Peter Weir - A subvalorização é subjectiva
Pode um realizador com quatro nomeações para o Oscar de Melhor Realização ser subvalorizado? Claro que pode. Vejam o caso de Peter Weir, o genial australiano cuja filmografia inclui clássicos, futuros clássicos, pérolas escondidas e um último filme que data de 2010. Por admissão do realizador, esta profissão tem três fases de vida, como os vulcões, e neste momento a sua é a de extinto. Confirma a reforma de alguém que foi marcando o Cinema quase sem se dar por ele. O seu nome e o seu perfil, discretos, não ficam na boca nem na memória dos espectadores; mas este é o responsável por “Dead poets society”, “Truman show”, “The witness” ou “Picnic at Hanging Rock”, o seu terceiro filme.
É verdade que Weir acabaria por receber, em 2022, um Oscar honorário; mas parece-nos pouco para alguém que, com George Miller, seja talvez o nome mais marcante atrás da câmara na História do Cinema australiano. Ambos fizeram parte de uma Nouvelle Vague australiana de cineastas que na década de 70, explorando não só o colonialismo australiano sobre os aborígenes, mas também os espaços selvagens do país, a violência do outback e as suas capacidades alucinatórias. Gillian Armsrong, Bruce Beresford ou Russell Mulcahy – com backgrounds muito diferentes entre si – foram alguns dos realizadores que saíram deste movimento. Mas também podemos incluir actores como Sam Neill, Nicole Kidman, Mel Gibson, Judy Davis, David Gulpilil ou Bryan Brown. Foi a vaga que colocou o cinema australiano no radar de Hollywood, com todos os seus profissionais a serem tentados, com maior ou menor sucesso, a fazer a passagem para as Américas. As chegadas de Russel Crowe, Guy Pearce ou Cate Blanchett, já nos 90s, cumprem a profecia lançada sobre o cinema australiano, de deixar a sua tendência insular para ser relevante em todo o mundo.

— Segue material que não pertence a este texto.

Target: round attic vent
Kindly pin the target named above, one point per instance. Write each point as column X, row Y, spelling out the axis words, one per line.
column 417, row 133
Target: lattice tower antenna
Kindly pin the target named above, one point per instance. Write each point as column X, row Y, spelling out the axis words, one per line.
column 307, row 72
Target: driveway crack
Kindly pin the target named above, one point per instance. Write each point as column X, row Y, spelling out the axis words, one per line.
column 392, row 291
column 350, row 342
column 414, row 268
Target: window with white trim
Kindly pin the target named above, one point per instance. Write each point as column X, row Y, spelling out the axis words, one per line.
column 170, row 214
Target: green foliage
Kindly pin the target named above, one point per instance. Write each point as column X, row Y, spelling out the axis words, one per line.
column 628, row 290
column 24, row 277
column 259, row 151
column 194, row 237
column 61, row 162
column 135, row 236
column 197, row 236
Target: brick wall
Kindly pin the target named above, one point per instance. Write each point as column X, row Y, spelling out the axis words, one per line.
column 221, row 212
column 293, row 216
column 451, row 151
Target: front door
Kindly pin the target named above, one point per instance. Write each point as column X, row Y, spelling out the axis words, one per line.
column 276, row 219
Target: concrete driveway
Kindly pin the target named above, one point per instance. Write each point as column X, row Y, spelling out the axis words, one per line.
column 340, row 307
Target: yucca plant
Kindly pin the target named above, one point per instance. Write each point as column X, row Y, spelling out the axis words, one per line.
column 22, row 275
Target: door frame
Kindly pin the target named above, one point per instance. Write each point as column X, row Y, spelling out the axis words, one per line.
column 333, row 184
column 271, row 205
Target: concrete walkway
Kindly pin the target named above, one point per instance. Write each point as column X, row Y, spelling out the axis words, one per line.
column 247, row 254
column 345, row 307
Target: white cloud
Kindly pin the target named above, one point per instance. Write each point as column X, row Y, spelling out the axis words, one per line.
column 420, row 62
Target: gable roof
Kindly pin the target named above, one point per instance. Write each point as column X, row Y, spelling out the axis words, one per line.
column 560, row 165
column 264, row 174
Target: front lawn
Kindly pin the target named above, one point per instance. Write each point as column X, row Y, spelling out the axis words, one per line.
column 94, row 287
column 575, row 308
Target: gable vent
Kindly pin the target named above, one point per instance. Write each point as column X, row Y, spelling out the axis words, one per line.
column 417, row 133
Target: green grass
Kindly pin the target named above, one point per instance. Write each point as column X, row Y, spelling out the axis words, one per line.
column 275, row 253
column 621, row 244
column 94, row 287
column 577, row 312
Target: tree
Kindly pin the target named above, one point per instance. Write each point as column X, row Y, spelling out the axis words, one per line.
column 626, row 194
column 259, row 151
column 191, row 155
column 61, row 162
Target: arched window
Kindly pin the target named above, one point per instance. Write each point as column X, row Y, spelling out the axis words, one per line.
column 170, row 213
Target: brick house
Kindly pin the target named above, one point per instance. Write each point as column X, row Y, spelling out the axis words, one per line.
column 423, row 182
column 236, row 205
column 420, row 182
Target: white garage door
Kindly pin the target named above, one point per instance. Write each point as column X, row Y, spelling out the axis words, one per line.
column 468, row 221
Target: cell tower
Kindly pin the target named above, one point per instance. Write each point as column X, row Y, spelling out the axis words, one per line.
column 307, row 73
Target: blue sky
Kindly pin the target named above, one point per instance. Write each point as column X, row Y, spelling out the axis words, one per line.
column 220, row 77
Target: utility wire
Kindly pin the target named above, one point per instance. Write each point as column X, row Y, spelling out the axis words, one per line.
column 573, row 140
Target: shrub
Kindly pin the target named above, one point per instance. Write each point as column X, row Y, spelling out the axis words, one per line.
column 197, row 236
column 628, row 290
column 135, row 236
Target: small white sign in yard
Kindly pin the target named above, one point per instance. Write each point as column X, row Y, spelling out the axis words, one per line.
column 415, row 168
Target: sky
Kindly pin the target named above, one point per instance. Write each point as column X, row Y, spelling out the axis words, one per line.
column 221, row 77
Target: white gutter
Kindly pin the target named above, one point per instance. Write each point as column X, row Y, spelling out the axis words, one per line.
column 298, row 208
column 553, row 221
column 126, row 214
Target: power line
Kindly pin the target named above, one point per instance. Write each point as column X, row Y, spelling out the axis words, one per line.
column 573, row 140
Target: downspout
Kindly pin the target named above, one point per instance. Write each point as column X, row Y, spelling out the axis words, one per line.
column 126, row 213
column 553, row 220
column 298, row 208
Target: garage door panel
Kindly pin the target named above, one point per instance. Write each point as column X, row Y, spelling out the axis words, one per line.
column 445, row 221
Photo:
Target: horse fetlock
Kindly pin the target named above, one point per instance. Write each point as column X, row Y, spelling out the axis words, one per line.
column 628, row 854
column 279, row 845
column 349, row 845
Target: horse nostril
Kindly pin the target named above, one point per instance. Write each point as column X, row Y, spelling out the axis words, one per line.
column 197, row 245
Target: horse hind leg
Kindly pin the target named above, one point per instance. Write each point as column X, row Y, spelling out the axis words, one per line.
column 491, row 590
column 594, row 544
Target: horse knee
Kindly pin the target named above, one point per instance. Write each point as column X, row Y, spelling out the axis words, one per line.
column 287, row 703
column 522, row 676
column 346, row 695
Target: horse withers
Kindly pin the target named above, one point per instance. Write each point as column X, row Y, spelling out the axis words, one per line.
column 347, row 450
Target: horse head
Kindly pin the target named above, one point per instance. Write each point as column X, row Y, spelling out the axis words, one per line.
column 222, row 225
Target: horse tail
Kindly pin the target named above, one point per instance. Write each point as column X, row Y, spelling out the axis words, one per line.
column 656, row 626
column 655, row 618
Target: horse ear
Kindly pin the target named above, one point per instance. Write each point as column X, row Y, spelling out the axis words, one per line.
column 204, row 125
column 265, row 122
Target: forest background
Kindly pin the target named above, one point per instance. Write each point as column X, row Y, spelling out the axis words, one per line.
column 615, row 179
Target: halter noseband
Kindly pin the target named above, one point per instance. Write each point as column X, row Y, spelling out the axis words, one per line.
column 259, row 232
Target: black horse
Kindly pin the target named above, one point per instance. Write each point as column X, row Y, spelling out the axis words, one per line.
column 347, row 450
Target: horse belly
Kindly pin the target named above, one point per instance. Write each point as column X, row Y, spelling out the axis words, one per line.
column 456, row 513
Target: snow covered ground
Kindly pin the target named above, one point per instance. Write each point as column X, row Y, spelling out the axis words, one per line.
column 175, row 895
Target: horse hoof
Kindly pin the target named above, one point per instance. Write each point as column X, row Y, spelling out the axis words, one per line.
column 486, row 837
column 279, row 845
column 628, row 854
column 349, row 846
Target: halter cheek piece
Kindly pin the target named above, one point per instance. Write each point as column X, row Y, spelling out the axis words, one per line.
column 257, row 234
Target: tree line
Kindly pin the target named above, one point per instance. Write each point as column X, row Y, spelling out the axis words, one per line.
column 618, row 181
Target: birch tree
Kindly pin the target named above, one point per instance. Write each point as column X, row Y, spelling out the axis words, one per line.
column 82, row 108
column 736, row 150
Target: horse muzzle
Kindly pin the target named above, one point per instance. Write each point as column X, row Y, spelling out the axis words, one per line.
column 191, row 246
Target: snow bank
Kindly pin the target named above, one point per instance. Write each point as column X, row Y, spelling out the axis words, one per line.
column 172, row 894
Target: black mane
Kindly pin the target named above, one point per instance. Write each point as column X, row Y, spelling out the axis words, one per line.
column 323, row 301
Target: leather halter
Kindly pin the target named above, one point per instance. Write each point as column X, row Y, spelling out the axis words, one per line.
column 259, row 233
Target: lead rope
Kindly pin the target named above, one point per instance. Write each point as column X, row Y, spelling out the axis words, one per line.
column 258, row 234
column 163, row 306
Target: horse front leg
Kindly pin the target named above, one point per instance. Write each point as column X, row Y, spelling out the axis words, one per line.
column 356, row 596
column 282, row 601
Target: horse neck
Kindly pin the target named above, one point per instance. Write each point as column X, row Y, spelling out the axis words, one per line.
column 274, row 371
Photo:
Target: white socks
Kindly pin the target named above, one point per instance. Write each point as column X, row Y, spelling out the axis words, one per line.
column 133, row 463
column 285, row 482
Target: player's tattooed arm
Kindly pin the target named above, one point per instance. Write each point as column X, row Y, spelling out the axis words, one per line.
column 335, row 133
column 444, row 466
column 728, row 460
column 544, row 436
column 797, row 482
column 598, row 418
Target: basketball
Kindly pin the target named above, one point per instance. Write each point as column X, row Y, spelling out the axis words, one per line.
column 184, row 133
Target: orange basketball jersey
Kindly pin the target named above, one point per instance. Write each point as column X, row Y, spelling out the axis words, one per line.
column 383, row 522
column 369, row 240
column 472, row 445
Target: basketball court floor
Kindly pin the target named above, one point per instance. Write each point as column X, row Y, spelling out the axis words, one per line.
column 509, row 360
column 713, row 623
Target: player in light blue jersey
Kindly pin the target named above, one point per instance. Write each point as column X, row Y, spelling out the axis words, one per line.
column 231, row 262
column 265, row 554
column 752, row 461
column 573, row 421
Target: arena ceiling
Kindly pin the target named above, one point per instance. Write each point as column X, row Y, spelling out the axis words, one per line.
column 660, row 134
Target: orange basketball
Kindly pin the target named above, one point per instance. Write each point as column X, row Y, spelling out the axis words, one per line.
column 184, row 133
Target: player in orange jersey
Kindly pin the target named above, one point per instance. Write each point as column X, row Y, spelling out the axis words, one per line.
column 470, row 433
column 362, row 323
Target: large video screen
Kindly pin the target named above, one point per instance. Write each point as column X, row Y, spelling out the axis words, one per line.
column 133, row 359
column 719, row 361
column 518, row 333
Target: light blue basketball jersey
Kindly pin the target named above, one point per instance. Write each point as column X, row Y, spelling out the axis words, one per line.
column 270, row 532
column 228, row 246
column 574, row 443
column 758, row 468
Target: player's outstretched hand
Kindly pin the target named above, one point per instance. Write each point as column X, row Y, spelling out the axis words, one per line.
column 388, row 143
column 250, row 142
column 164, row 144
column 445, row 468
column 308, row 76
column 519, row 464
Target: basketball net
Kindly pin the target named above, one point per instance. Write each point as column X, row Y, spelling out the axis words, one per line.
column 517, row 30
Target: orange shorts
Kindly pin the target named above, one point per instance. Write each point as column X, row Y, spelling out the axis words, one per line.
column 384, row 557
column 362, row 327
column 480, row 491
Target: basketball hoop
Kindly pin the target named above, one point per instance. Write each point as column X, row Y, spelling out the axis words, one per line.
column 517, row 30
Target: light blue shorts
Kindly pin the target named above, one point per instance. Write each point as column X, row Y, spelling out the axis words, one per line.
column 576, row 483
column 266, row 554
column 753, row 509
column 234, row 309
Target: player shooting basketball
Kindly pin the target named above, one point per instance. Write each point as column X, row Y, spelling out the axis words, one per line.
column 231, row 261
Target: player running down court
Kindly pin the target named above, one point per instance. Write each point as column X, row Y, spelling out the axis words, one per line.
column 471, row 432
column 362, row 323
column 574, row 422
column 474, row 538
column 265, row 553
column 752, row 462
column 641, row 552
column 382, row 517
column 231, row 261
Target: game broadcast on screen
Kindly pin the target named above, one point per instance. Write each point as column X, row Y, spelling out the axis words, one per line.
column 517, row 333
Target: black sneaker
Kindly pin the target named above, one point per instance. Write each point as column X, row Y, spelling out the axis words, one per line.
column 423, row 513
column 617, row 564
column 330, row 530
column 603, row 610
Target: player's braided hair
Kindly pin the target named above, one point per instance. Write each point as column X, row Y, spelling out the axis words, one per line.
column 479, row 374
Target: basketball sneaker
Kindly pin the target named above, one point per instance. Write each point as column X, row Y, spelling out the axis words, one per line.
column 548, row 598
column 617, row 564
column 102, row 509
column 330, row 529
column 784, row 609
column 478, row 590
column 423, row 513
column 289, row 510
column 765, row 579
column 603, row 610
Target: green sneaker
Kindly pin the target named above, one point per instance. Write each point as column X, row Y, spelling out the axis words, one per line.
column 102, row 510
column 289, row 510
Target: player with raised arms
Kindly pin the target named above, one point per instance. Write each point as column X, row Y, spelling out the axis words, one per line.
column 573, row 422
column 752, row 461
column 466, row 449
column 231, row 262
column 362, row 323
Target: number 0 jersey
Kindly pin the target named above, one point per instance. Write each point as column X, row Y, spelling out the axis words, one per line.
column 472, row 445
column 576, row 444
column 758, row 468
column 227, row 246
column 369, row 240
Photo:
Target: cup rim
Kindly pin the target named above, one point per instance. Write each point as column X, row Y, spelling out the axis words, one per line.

Weir foi um dos primeiros nomes a fazer o salto, principalmente depois de fazer em quase sucessão o misterioso “Picnic at hanging rock” – ou o que Terence Malick faria se alguma vez se dedicasse a tentar construir um whodunit – o épico de guerra “Gallipolli” e “The year of living dangerously”, o filme da sua transição americana que se completa com “Witness”. Ainda não entrámos no zénite da sua carreira e já temos aqui a marca de alguém ecléctico, capaz de misturar um estilo visual vigoroso e adaptável até a diferentes ambientes, juntamente com a capacidade de dirigir actores que o levaria a dar a única nomeação ao Oscar da carreira de Harrison Ford, a descobrir um jovem River Phoenix e também a mostrar o talento dramático de Robin Williams sem muletas de comédia em “Dead poet society” – revelando, ainda no filme, actores como Ethan Hawke, Robert Sean Lonard ou Josh Charles. Weir é um daqueles raros realizadores de instinto artístico mas com capacidades tarefeiras, alguém que se adapta a estilos diferentes, intenções diferentes, até tons diferentes sem perder a sua distinta identidade. “Truman show” é uma sátira distópica e “Fearless”, um drama sobre um homem que se acha invencível, são completamente diferentes, mas partilham a mesma aparente simplicidade de estabelecer mundos ou personagens. Lidar com Jeff Bridges, Russel Crowe ou Jim Carrey numa carreira e extrair deles performances excepcionais mostra o quanto Peter Weir é quase inclassificável ou dfícil de definir em uma ou duas frases. No entanto, o seu foco é quase sempre em histórias dramáticas, que estudam a relação entre os personagens e o mundo que os rodeia, seja ele um facto permanente ou temporário, sejam esse meio físico ou social. Os seus temas centram-se sempre nas linhas não atravessadas que a certa altura um ou mais personagens terão de cruzar caso queiram atingir os seus objectivos, sejam o John de “Witness” ou o Truman do show homónimo. A sua reforma é uma daquelas linhas que não queríamos atravessadas, mas a Weir dizemos “Good afternoon, good evening and good night”.